If the Babylonian empire of 80s glam metal rose from the coal black pavement of LA’s iconic Sunset Strip, then today we are sitting at its hallowed, if unofficial, throne.
Perched at the top of Sunset Boulevard stands the Rainbow Bar and Grill, that notorious bastion of rock’n’roll decadence frequented by the likes of Lemmy, Dio and even Elvis Presley. Tucked away at the back of the Rainbow’s dimly lit dining room lies the seat of honour – the semicircular corner booth, where, since the early-70s, rock’n’roll’s Holiest of the Holy have held court while drinking, snorting and shagging themselves rotten over its slippery red vinyl. Today, seated across the booth from Metal Hammer is the Strip’s next generation of rock royalty – Danny Worsnop.
With a beat-up straw cowboy hat and a simple plaid shirt pulled across his broad shoulders, the 24-year-old frontman more closely resembles an American farmer than the lead singer of Asking Alexandria, one of England’s most successful metal exports. That is until he slaps the table and roars, “I’ve snorted more cocaine off of these tables and in the bathrooms of this fucking establishment than I have anywhere else in the world combined, bar maybe Colombia!”

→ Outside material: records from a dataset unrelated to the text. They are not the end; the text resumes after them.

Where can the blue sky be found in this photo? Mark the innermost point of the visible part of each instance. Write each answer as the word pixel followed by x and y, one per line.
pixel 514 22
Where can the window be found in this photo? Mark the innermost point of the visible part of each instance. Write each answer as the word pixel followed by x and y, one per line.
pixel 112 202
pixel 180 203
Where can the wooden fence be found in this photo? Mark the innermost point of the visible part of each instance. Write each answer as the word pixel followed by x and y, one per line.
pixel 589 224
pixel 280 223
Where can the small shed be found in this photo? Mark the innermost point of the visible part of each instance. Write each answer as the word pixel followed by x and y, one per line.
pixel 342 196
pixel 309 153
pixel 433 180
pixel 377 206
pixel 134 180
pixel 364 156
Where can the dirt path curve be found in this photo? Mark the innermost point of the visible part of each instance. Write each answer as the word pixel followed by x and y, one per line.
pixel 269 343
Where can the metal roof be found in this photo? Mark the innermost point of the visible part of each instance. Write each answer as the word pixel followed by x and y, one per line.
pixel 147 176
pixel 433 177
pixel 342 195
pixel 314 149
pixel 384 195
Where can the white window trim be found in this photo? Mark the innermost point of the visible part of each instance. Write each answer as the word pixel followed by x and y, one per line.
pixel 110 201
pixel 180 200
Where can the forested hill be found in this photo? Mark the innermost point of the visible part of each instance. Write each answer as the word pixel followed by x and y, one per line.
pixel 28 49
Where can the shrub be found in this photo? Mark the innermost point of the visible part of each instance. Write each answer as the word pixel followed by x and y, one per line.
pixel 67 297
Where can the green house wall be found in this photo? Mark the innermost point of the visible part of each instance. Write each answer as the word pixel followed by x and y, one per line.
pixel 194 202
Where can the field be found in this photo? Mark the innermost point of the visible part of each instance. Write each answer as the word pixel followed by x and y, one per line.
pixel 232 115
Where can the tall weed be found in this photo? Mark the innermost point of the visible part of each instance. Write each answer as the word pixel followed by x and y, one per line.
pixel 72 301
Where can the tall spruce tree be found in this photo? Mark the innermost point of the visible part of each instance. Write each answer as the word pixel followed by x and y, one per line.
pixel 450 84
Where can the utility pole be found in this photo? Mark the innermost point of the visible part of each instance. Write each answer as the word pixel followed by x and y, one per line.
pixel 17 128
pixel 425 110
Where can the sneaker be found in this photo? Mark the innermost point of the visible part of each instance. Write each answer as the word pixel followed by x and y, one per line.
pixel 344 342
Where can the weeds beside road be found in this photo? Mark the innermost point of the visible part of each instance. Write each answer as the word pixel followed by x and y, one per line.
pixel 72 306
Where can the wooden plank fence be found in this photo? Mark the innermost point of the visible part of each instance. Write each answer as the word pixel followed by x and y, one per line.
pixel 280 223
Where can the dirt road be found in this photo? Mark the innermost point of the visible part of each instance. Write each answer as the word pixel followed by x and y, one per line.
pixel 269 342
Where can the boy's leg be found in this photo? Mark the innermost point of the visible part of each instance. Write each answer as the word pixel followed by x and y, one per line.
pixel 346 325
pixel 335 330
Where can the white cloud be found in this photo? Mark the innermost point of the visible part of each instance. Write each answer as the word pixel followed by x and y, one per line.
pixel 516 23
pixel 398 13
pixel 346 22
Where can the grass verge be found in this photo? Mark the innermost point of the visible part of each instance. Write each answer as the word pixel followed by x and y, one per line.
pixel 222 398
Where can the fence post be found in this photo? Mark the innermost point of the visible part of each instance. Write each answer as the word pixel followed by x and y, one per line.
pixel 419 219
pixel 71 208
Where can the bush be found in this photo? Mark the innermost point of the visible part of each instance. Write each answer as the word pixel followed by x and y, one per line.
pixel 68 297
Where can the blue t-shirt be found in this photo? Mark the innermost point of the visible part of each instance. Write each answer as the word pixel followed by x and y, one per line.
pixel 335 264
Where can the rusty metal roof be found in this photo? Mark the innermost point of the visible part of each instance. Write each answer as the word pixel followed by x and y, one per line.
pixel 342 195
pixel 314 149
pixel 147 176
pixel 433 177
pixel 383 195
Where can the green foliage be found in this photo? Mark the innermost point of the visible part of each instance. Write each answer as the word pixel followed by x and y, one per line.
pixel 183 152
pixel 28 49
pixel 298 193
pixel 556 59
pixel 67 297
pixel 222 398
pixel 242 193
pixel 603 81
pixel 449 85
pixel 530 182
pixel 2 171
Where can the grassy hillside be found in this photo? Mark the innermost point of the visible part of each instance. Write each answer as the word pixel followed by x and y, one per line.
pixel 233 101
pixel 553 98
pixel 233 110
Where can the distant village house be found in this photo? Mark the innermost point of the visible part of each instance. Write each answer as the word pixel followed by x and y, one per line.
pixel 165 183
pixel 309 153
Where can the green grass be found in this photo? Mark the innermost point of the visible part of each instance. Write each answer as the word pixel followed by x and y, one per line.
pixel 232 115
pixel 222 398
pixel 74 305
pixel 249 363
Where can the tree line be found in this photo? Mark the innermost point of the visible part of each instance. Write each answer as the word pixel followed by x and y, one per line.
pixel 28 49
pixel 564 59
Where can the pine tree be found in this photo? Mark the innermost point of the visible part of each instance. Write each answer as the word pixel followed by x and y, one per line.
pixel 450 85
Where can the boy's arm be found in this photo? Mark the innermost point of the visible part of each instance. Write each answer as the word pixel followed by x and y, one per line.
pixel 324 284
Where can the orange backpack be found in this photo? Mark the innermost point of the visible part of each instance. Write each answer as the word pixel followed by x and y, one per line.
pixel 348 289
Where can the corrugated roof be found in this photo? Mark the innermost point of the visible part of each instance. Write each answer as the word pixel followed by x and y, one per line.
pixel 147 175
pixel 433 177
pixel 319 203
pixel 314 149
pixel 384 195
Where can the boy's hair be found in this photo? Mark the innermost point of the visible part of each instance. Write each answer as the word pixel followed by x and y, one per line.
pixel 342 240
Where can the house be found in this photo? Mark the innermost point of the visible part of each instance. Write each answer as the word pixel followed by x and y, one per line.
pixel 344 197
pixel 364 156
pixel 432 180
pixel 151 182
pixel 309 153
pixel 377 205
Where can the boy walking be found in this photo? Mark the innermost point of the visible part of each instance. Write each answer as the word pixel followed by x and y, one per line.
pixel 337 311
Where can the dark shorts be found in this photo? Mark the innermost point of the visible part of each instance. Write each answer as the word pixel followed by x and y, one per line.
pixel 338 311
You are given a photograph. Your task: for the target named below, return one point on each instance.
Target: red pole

Born in the north of England, Danny was barely a year old when Nirvana’s Nevermind broke the back of hair metal in 1991, casting the entire Spandexed genre into a void of cultural irrelevance. By the time he reached his teens, hair metal worship had already been relegated to kitschy VH1 specials and retro nights down the pub. And yet, coming of age in Yorkshire in the mid-Noughties, it wasn’t Maiden or Metallica that commanded Danny’s attentions. “The first band I ever saw was Bon Jovi,” he declares with pride over a glass of Cabernet and a bowl of clam chowder. “Then I went through the Rolling Stones, which led me to Mötley Crüe and Def Leppard, which obviously led into Winger and Warrant. That was just the end of it for me, because I was like, ‘Well I’m stuck here now… this is my future.’”
With this declaration, Danny’s path to stardom diverges from the majority of his heavy metal colleagues, many of whom may still cling to the notion that copping to a Winger obsession amounts to career suicide. Danny, however, dismisses such pretence, explaining, “I have a beautiful gift for not giving a fuck.”
The more that Danny absorbed the sounds of Mötley Crüe, Winger and Aerosmith, the less comfortable he felt stranded in the English countryside – eight agonising time zones away from his hair metal Shangri La. By the middle of the decade, shortly after forming Asking Alexandria with guitarist Ben Bruce, the two realised that their fortunes awaited them in the US.
“All bands back in England gig around and then try to go to America, and if you get to America, you’ve made it. We were like, ‘Fuck it, let’s go to America to begin with.’ In for a penny, in for a pound. So we flew over.”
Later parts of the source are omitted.